Irrevocable undertakings
The Company has received an irrevocable undertaking to tender Ordinary Shares under the Tender Offer in respect of 34,549,623 Ordinary Shares, representing approximately 24.5 per cent. of the current issued Ordinary Shares, from Premier Investissement SAS ("Premier"). Along with other Qualifying Shareholders, Premier is permitted to submit an Excess Tender which will be scaled back pro rata to Premier's existing holding of Ordinary Shares in line with all other Qualifying Shareholders.
Related party transaction
The undertaking to participate in the Tender Offer by Premier constitutes a related party transaction under AIM Rule 13. Premier is a substantial shareholder of the Company as defined in the AIM Rules for Companies. The independent Directors consider that, having consulted with the Company's nominated adviser, Cavendish, the terms of their participation in the Tender Offer are fair and reasonable insofar as Shareholders are concerned.
Issued Ordinary Shares following the Tender Offer
Assuming that the maximum number of Ordinary Shares under the Tender Offer are bought back by the Company and cancelled, the Company's issued share capital will be reduced by 100,000,000 Ordinary Shares to 41,040,915 Ordinary Shares. An announcement setting out the Company's new issued share capital for the purposes of making DTR 5.1.2 notifications will be made following any purchase by the Company of Ordinary Shares from Cavendish in relation to the Tender Offer.
Recommendation
The Board considers the Tender Offer Resolution to be in the best interests of Shareholders as a whole. Accordingly, the Board recommends that Shareholders vote in favour of the Tender Offer Resolution to be proposed at the General Meeting, as the Directors intend to do for their respective individual beneficial holdings of, in aggregate, 3,920,983 Ordinary Shares, representing approximately 2.78 per cent. of the Company's issued share capital as at the Latest Practicable Date.
David King, Julie Markey, Marcus Rich and Ory Weihs, being the only Directors who hold Ordinary Shares and are not resident in a Restricted Jurisdiction, intend to tender their full holding of Ordinary Shares in the Tender Offer.

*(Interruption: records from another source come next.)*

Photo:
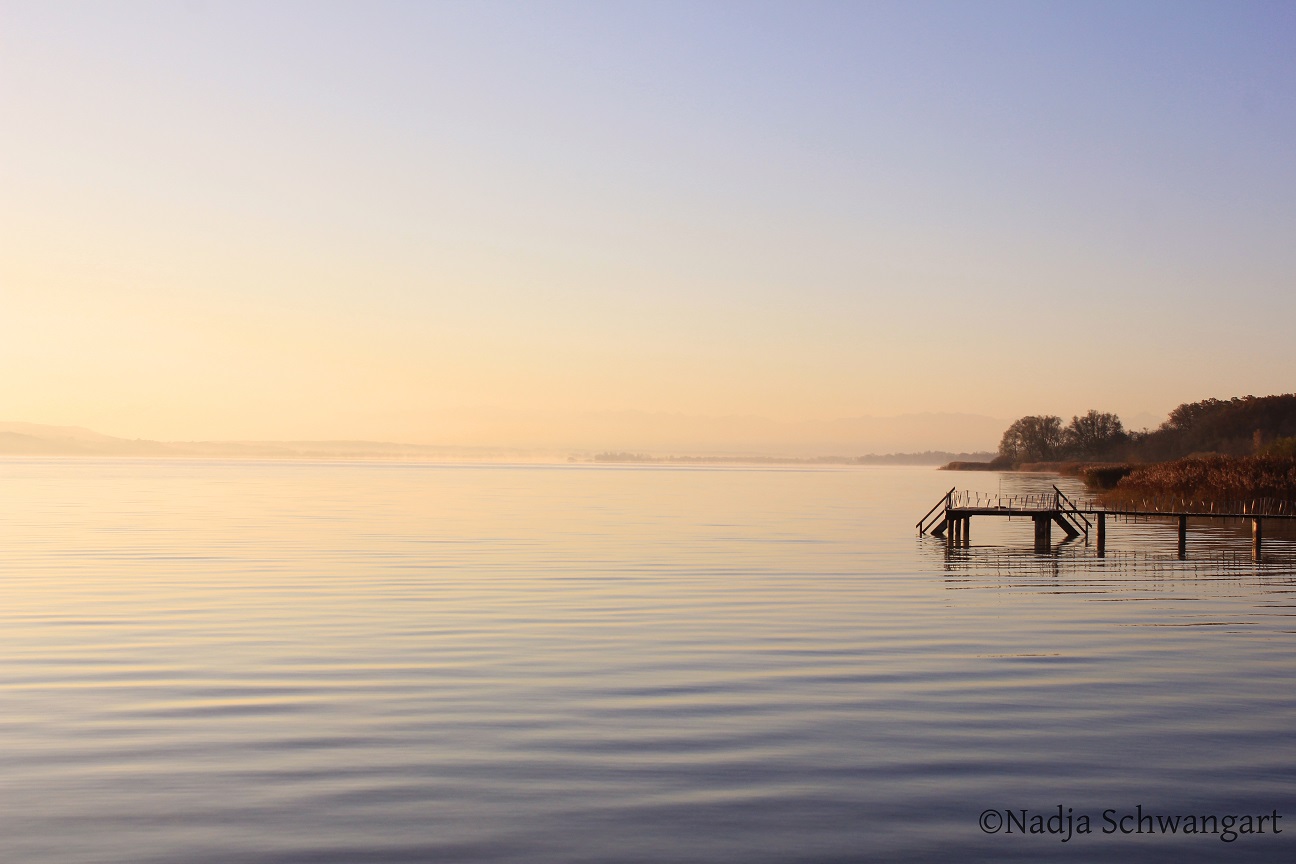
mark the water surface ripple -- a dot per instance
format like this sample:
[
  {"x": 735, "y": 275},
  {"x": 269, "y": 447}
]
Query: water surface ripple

In line with all other Qualifying Shareholders, any Ordinary Shares tendered by the Directors in excess of their Tender Entitlement will be scaled back pro rata to their existing holdings of Ordinary Shares.
The Directors are making no recommendation to Qualifying Shareholders in relation to participation in the Tender Offer itself.
If you are in any doubt as to the action you should take, you are recommended to seek your own independent advice.
For further information, please contact:
XLMedia plc David King, Chief Executive Officer
|
ir@xlmedia.com |
| |
Cavendish Capital Markets Limited (Nomad and Broker) Giles Balleny / Callum Davidson / Hamish Waller (Corporate Finance) Charlie Combe (Corporate Broking) | Tel: 020 7220 0500 |
About XLMedia
XLMedia (AIM: XLM) has recently disposed of its sports and gaming digital media operations.
Forward Looking Statements
This announcement contains forward-looking statements. Forward-looking statements are neither historical facts nor assurances of future performance. They are based only on our current beliefs, expectations and assumptions regarding the future of our business, future plans and strategies, projections, anticipated events and trends, the economy and other future conditions. Because forward-looking statements relate to the future, they are subject to inherent uncertainties, risks and changes in circumstances that are difficult to predict and many of which are outside of our control. Our actual results and financial condition may differ materially from those indicated in the forward-looking statements. Therefore, you should not rely on any of these forward-looking statements.